The internet, all things considered, is pretty new. Even as the youngest member of the Kolbeco team, I remember waiting to dial-up to connect to the internet. I’m sure some of you can remember farther back than that.
With how quickly everything is changing, it can be hard to keep up with whether your website’s design is dated or not. What may have been normal ten years ago has very likely evolved into a faux pas by now. Some design elements we are probably glad to see fall by the wayside, some we may not have even realized were gone.
Join me as we look back to the days of dial-up, at design trends of yesteryear that just won’t cut it in today’s high-speed world.
We’re looking at you, Comic Sans. This font was one of five released with Windows 95, and understandably was seen a lot in the following years —too much in fact. Comic Sans is not in itself a terrible font. It is, at its base, an easy-to-read, handwritten font. However, it was designed to be casual, almost childlike, and not for professional use. People began compiling lists online of terrible scenarios people used Comic Sans in to laugh at, and it swiftly became one of the most universally-hated fonts ever.
Of course, while outing Comic Sans as a bad choice for advertisements or company announcements, the internet did find a place for Comic Sans to fit comfortably: tacky valentines.

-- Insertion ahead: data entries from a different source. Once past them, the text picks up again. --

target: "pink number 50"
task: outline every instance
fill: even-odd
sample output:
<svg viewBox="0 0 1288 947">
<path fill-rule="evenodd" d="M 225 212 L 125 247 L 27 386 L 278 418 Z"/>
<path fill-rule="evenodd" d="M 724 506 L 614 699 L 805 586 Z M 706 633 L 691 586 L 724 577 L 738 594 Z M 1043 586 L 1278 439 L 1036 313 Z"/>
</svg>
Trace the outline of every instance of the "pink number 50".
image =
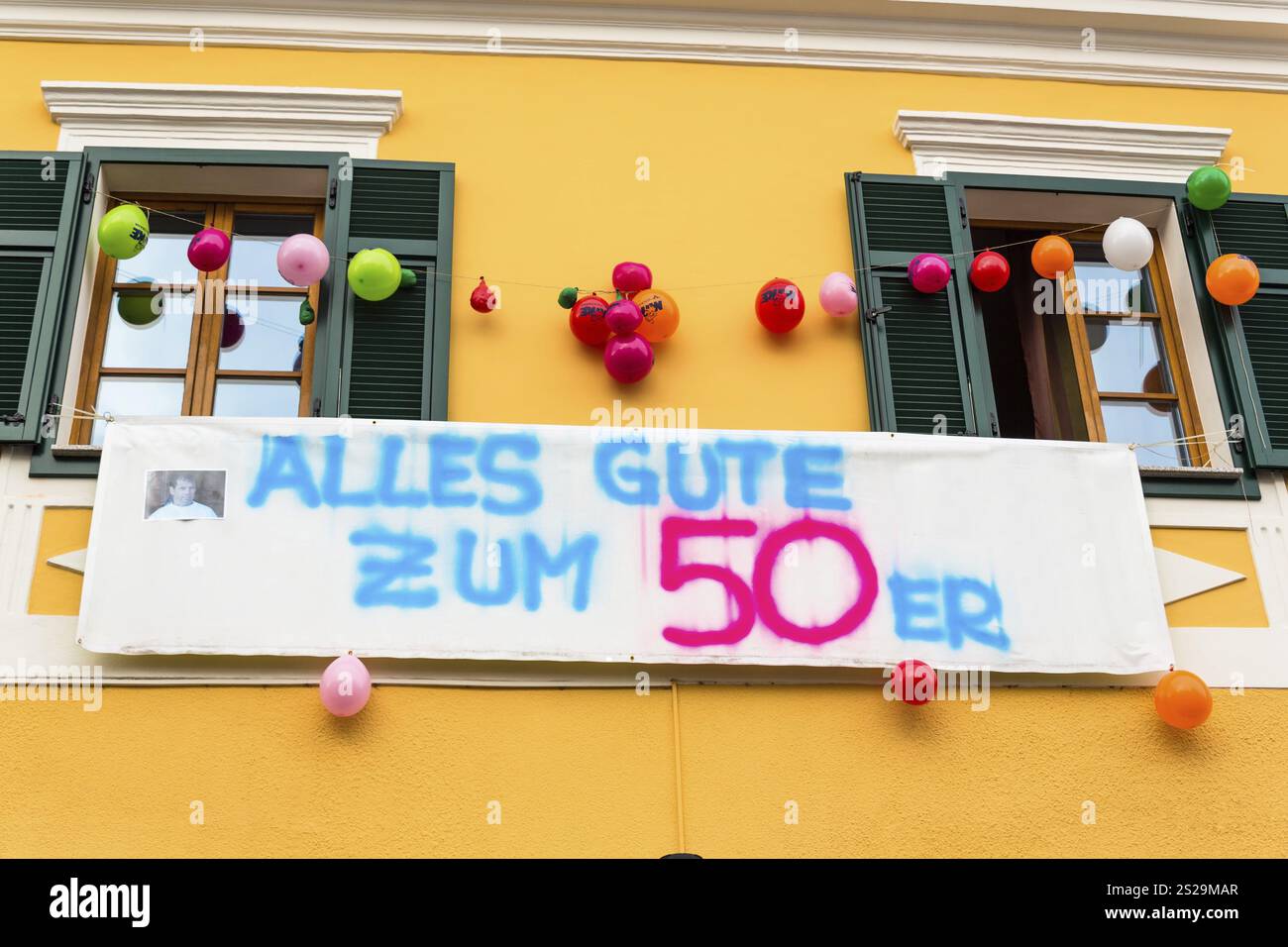
<svg viewBox="0 0 1288 947">
<path fill-rule="evenodd" d="M 710 563 L 681 563 L 680 540 L 697 536 L 755 536 L 756 524 L 750 519 L 689 519 L 667 517 L 662 521 L 661 580 L 667 591 L 676 591 L 689 582 L 710 579 L 724 586 L 735 604 L 734 617 L 720 629 L 698 630 L 667 626 L 662 636 L 674 644 L 701 647 L 703 644 L 734 644 L 746 638 L 756 624 L 756 615 L 779 638 L 805 644 L 822 644 L 854 631 L 862 625 L 877 598 L 877 569 L 858 533 L 838 523 L 818 519 L 797 519 L 774 530 L 760 544 L 756 564 L 751 573 L 751 586 L 737 572 Z M 797 625 L 783 615 L 774 599 L 774 566 L 778 557 L 792 542 L 831 540 L 849 554 L 859 579 L 859 594 L 854 603 L 836 621 L 827 625 Z"/>
</svg>

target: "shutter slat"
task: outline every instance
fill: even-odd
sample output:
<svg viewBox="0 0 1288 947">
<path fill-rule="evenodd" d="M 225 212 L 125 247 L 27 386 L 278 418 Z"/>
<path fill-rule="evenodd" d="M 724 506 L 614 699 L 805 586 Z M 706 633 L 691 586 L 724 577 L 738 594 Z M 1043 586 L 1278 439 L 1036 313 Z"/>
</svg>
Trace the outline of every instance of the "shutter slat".
<svg viewBox="0 0 1288 947">
<path fill-rule="evenodd" d="M 40 256 L 0 256 L 0 414 L 21 407 L 44 265 Z"/>
<path fill-rule="evenodd" d="M 1288 448 L 1288 296 L 1258 294 L 1239 307 L 1239 321 L 1270 446 Z"/>
</svg>

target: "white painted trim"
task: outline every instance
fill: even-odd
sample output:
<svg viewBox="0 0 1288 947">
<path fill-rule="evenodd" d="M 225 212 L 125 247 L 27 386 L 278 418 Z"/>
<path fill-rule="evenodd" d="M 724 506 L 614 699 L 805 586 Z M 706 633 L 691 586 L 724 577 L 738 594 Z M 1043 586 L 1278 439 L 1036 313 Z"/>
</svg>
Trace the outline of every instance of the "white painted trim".
<svg viewBox="0 0 1288 947">
<path fill-rule="evenodd" d="M 0 39 L 677 59 L 1094 82 L 1288 90 L 1288 24 L 1269 3 L 962 4 L 752 0 L 645 9 L 443 0 L 198 0 L 0 5 Z M 1164 13 L 1166 10 L 1166 13 Z M 1094 30 L 1094 35 L 1087 33 Z M 788 32 L 791 31 L 791 32 Z"/>
<path fill-rule="evenodd" d="M 376 157 L 402 115 L 392 89 L 43 81 L 58 147 L 343 151 Z"/>
<path fill-rule="evenodd" d="M 899 110 L 894 133 L 917 174 L 1182 182 L 1221 160 L 1231 129 Z"/>
</svg>

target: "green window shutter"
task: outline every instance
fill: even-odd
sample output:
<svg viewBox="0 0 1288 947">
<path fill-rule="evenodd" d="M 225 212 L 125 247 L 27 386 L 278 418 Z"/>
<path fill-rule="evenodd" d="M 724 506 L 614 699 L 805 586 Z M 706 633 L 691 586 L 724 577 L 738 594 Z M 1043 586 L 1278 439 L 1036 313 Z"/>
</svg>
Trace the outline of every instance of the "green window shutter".
<svg viewBox="0 0 1288 947">
<path fill-rule="evenodd" d="M 1218 210 L 1190 213 L 1204 272 L 1222 254 L 1249 256 L 1261 271 L 1261 289 L 1243 305 L 1213 300 L 1199 276 L 1194 289 L 1216 312 L 1252 461 L 1288 468 L 1288 197 L 1235 195 Z"/>
<path fill-rule="evenodd" d="M 40 435 L 80 192 L 80 155 L 0 152 L 0 443 Z"/>
<path fill-rule="evenodd" d="M 453 166 L 354 160 L 348 170 L 337 187 L 337 255 L 384 247 L 416 271 L 416 285 L 368 303 L 337 264 L 330 313 L 341 343 L 328 357 L 322 414 L 446 420 Z"/>
<path fill-rule="evenodd" d="M 869 174 L 851 174 L 848 184 L 873 429 L 996 433 L 961 188 Z M 920 253 L 952 262 L 943 292 L 922 294 L 908 282 L 908 263 Z"/>
</svg>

Hundreds, likely thousands of Comic Sans Valentines have been made, and that is only the tip of the internet culture built around this font. You don’t need to know all of it, all you need to know is that if you use Comic Sans, someone will notice and have an opinion on it.
I think it’s safe to say that you’ll be hard-pressed to find a web designer today who would recommend the use of Comic Sans. If you lobby for it, they’ll probably give you many reasons why you shouldn’t do it. But if for some reason the font has some appeal for you, think about why you’re incorporating it. If your intention is to strike a light-hearted or ironic tone, the font may be appropriate to use sparingly. However, if the impression you want to make is credible and professional, it would be best to stay far away from the likes of Comic Sans (or Papyrus, but that’s a post for another day.)
Figuring out how to make elements bounce, flash, or otherwise move on your website is always nifty… if your web designer is a beginner. In the earlier days of the internet, you would find sites that made liberal use of moving elements, likely just because they could.
Since then, we’ve discovered that moving elements usually aren’t beneficial for the people actually using your site. Often websites that feature bouncing buttons or imagery are viewed as juvenile or spam-y.
But what if you really want people to pay attention to part of your site? Your site should be designed to focus on that part without having to animate it. Flashing sidebars to draw people’s attention away from the main content of the page can be ineffective, as flashing or moving elements are often assumed to be ads. You want to entice people to click, not make them second-guess their decision.
Of course, that brings us to content which only moves in response to a user’s interaction, such as hovering or scrolling. This can be an effective way to make your site more interactive, however, if taken too far, can confuse the viewer, or make it seem like the site has quirks that need to be worked out. Elements should only move if they are important and clickable, and that movement should be subtle. Your web designer can give you guidance on how to draw attention without looking like the latest gimmick.
Not enough color contrast
Websites were different in the 90’s. Even big brands, like McDonalds, had websites go through the awkward middle school phase (this design from 1996 was competitive in its time). It was pretty common to visit a site, and then squint to find what you were looking for. Once upon a time, it was easy to assume that if red and yellow were your brand colors, you would just use them together on your site.
We’ve discovered that to make your text actually readable, there are certain rules that a good web designer should know. Yellow may be your company’s color, but that doesn’t mean yellow is the best choice for your site text against certain backgrounds. Text and background should contrast enough that it is easily readable. It is recommended to have a color contrast of at least 4.5 to 1 on your site. The contrast ratio between black and white, for example, is 21 to 1, while yellow and white has a color contrast of 1.07 to 1.
This goes the opposite direction too. If your background is dark, have light text. If your background is a medium color, make sure its text is extremely light or dark to meet the color contrast ratio. Standard blue against white would work fine, but blue against green would not.
You might not know what all those numbers, guidelines, and ratios mean, but your web designer does. Listen when he or she tell you how important this is.
While some of these faux pas are more arbitrary (like the hatred of Comic Sans), and some are practical (like color contrast), time has proven them all to negatively impact how people view your site. As the years go by, this list will inevitably grow.
What other web design elements do you remember which are faux pas by now? What do you think will become a faux pas in the future? We look forward to hearing your thoughts!